I hated every second of it. I felt different. I’m very I’ve always been very in tune with my body. I just felt off. And so I stopped taking it.
Listen, I can’t whip out the manual and tell you all the reasons why birth control is bad for you. But obviously, a low-level of hormone ingested into your body every single day for decades is probably not a good thing long-term.
Do you really need a doctor to tell you that? Do you really need a study to tell you that?
Do you really believe what doctors tell you? No impact whatsoever? Really? It’s good for you, they say, because you’ll have the peace of mind knowing you’re not going to get pregnant.
It was the same with vaccines. Did you really believe the COVID vaccine was perfectly safe and effective even though it was rushed? Yet, they suddenly wanted every single person to believe it.
That’s what I’m talking about when I say spiritual discernment.
I’m bringing this up today because the BBC recently published a story about women in Greenland who unknowingly had birth control devices placed in their bodies. As the BBC reports:
Thousands of women in Greenland, including some as young as 12, had a contraceptive device implanted in their womb — often without consent — as part of a Danish campaign to control Greenland’s growing Inuit population in the 60s and 70s.
So, there’s this podcast called the Coil Campaign. They found records indicating that around 4,500 Greenlandic women and girls were fitted for this ‘coil’ which, by the way, is probably just an IUD — a copper coil they inserted into certain women.
Today, women in America are opting into the same thing and it terrifies me. How could you possibly think that it’s good to have something inserted into your body long-term?
4,500 women in Greenland — that was about half of the 9,000 women of fertile age living in the country at the time. One woman shared how shocked she was to find she already had a coil in her:
I remember the tears rolling down my cheeks, and I told them that I couldn’t understand how I already had a coil in me … How could I not remember when I had it put in?
She believes it must have been inserted back when she had an abortion at the age of 16 — which is terrifying.
The entire birth control industry is so in our faces. It’s truly birth ‘control.’ We have a ton of women now struggling to get pregnant after decades and decades of being on birth control. Now they want to have a kid. Do we not think that by inserting devices and ingesting pills designed to trick our bodies into believing that they’re not supposed to have a child that there won’t be problems? That it can now have a child?

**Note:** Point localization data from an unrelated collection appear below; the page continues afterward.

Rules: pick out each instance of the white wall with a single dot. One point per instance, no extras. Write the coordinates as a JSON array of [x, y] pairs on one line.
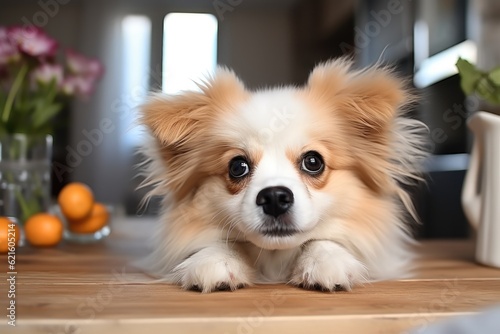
[[254, 41]]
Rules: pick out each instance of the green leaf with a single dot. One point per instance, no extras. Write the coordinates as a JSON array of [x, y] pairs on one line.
[[487, 90], [469, 75], [494, 76]]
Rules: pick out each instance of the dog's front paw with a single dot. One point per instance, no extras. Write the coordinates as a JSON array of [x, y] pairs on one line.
[[326, 266], [213, 269]]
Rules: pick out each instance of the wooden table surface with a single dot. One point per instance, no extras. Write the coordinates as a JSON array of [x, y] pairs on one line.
[[92, 289]]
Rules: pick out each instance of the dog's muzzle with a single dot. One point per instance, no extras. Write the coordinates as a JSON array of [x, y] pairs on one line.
[[275, 201]]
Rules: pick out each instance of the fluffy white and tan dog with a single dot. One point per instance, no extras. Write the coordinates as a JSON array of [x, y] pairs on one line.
[[299, 185]]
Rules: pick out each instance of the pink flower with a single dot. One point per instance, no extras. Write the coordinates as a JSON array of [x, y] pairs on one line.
[[32, 41], [8, 51], [81, 65], [46, 73]]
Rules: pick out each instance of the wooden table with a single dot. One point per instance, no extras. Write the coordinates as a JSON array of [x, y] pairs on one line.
[[92, 289]]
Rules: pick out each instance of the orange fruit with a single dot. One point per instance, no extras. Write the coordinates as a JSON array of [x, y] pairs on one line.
[[8, 230], [43, 229], [97, 219], [76, 200]]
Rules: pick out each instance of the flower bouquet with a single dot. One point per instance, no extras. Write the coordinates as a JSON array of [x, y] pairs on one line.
[[35, 85]]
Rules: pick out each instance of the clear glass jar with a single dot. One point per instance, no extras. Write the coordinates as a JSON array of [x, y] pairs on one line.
[[25, 175]]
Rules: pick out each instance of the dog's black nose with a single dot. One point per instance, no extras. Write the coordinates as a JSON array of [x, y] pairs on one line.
[[275, 201]]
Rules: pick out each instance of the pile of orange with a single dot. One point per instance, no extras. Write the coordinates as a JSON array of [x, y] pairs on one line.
[[82, 213]]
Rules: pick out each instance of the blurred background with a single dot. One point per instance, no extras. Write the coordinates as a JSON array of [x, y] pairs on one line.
[[163, 44]]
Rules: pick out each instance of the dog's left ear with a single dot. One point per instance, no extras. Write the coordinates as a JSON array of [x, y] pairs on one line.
[[367, 103], [368, 98]]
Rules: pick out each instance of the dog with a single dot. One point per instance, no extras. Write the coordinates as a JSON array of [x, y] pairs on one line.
[[301, 185]]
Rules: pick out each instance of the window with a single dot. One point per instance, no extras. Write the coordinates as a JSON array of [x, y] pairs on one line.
[[136, 38], [189, 50]]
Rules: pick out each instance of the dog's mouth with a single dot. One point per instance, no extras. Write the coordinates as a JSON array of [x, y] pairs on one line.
[[278, 227]]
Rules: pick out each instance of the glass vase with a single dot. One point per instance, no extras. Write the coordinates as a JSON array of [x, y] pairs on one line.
[[25, 174]]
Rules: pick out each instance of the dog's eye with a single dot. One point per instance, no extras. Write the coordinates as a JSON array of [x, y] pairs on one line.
[[312, 163], [238, 167]]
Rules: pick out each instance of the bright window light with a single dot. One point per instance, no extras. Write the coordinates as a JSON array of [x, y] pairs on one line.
[[189, 50], [136, 39]]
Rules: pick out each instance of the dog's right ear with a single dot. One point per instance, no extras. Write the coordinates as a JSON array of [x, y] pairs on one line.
[[177, 120]]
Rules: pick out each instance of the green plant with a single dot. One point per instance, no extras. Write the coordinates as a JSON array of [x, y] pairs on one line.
[[34, 86]]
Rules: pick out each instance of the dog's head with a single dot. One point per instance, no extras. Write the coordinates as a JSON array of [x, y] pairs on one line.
[[273, 165]]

Just from a common sense perspective, there have to be more severe implications here.
And I know I’m going to get hate mail because I’m coming for your contraceptives. But girls, ladies, I just have to tell you what is in my heart.
So, no, I don’t believe in taking any of this stuff. No, I am not a doctor. And I should say, for safety, that you should consult your doctor and have him or her explain why it’s perfectly safe for you to put a copper coil inside of your body and to leave it there.
Or you could consult yourself and use common sense.